Outsourcing leads to white
knuckles for white collars
By Alwyn Scott: Seattle Times business reporter
Shifting Fortunes: A Seattle Times special project
February 06, 2005
Janice Staheli earns more than $20 an hour. She works from home.
And her employer, UW Medical Center, offers health insurance, vacation,
a pension, even incentive pay.
There's only one hitch. As a medical transcriptionist who turns
doctors' dictation into patient records, her work is highly mobile.
So it's hardly surprising that Staheli, 58, and dozens of her
colleagues fear losing their jobs to cheaper workers around the country
and overseas.
Factory jobs have moved overseas for decades. The process is so
well documented it even has a wonky name — deindustrialization.
Economists say this transfer cuts costs and enlarges the economic pie
for everyone. In this virtuous circle, new workers elsewhere earn
money, get better educations and join the global economy, eventually
buying U.S. products.
Theories questioned The downside to globalization for U.S. economy
But as such "offshoring" spreads across the white-collar world
of hospital workers, engineers, architects, lawyers — even economists —
those old theories are being questioned anew in ways that are sometimes
tough to answer.
• How valid is the comforting cliché that globalization
must be good for the U.S. economy because a rising tide lifts all
boats?
• How many jobs are really being outsourced overseas?
• Does focusing on the simple tally of jobs lost and gained
obscure important elements of the bigger economic picture?

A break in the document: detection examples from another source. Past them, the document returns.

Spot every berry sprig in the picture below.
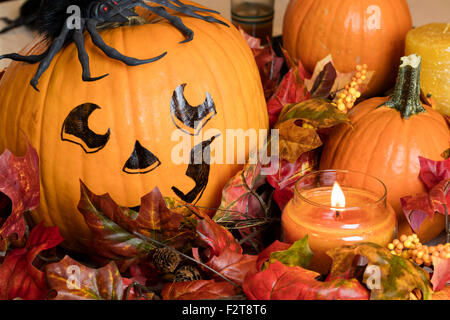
[334,64,367,113]
[387,234,450,267]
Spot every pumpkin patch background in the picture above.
[0,1,450,300]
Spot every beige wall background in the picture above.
[196,0,450,35]
[0,0,450,68]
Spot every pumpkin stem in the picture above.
[383,54,426,119]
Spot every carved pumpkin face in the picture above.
[0,9,268,248]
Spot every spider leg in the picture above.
[0,48,50,64]
[0,14,37,34]
[0,17,14,24]
[86,20,167,66]
[140,5,194,43]
[144,0,229,27]
[164,0,220,14]
[73,29,109,81]
[30,23,70,92]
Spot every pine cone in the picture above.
[153,248,181,273]
[175,265,201,282]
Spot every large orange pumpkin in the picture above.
[0,4,268,249]
[320,55,450,242]
[283,0,412,96]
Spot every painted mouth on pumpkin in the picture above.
[122,140,161,174]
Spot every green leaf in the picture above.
[269,235,314,268]
[278,98,351,129]
[327,243,432,300]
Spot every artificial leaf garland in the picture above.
[0,142,40,252]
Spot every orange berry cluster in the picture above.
[335,64,367,112]
[387,234,450,267]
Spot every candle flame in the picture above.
[331,182,345,208]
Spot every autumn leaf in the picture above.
[213,162,267,234]
[0,143,40,252]
[276,120,322,163]
[400,179,450,232]
[162,280,240,300]
[0,223,63,300]
[197,212,242,259]
[268,235,314,268]
[431,285,450,301]
[206,249,258,285]
[400,157,450,232]
[419,157,450,189]
[305,55,375,98]
[267,150,319,210]
[45,256,123,300]
[441,148,450,160]
[309,61,337,98]
[327,243,432,300]
[78,182,195,259]
[278,98,351,129]
[243,261,369,300]
[239,27,284,99]
[267,63,311,127]
[431,256,450,292]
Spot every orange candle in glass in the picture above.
[282,170,397,274]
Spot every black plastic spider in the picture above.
[0,0,228,91]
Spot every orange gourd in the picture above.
[320,55,450,242]
[0,4,268,249]
[283,0,412,96]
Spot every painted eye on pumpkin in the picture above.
[170,84,217,136]
[61,103,111,153]
[172,136,218,203]
[122,141,161,174]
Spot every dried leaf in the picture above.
[0,144,40,252]
[327,243,432,300]
[0,223,63,300]
[239,27,284,99]
[276,120,322,163]
[267,150,319,210]
[431,285,450,300]
[243,261,369,300]
[419,157,450,189]
[269,235,314,268]
[267,63,311,127]
[78,182,195,259]
[278,98,351,129]
[207,249,258,285]
[441,148,450,160]
[213,163,265,233]
[400,179,450,232]
[431,256,450,292]
[162,280,239,300]
[197,211,242,259]
[45,256,123,300]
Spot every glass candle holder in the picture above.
[282,170,397,274]
[231,0,275,44]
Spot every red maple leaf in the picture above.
[0,223,64,300]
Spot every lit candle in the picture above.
[282,170,397,274]
[405,23,450,115]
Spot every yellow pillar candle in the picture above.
[405,23,450,115]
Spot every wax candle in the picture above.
[282,170,397,274]
[405,23,450,115]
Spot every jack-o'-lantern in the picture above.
[0,4,268,249]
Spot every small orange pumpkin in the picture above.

Paul Samuelson, the 89-year-old winner of the Nobel Memorial
Prize in Economic Sciences and architect of much of modern trade
theory, recently raised eyebrows by arguing that the U.S. can lose in
trade, especially where offshoring is involved. In
Samuelson's analysis, the U.S. loses when research and inventions it
developed move overseas, taking jobs with them. While this is no excuse
for protectionist measures that stifle trade, it is something trade
advocates must address.
The growth of such foreign-based manufacturers as Toyota and
Honda "certainly adds to world output and certainly adds to real income
in Japan," he said in an interview. "But it reduces our [U.S.] share of
real output."
In other words, moving industries offshore, while often good for
the owners of companies, shrinks the U.S. slice of the total world
economy.
Moreover, Samuelson says that a shift in U.S. tax and social
policies in the past 20 years has worsened the effect by steering less
of the economy's trade gains to the people losing jobs than was the
case under New Deal policies of the 1930s and '40s.
"I don't think that the gains of the gainers pour off in the
market system to assuage the losses of the losers," Samuelson said.
Others have a more droll critique of this "rising tide" theory.
"Globalization creates a more buoyant economy and floats all yachts,"
said Marcus Courtney, president of Washtech, a national labor
association of high-tech workers based in Seattle. "It's about floating
the richest and most powerful boats."
For Janice Staheli and her colleagues, this high-level policy
debate boils down to two fears: First, they may lose their jobs to
English-speaking workers in India or the Philippines. Already much of
their work has been transferred to cheaper U.S. workers at
transcription agencies around the country.
But even if Staheli keeps her job, she faces the prospect that
her wages will fall, just as factory wages dropped in past years under
competition from cheaper workers overseas.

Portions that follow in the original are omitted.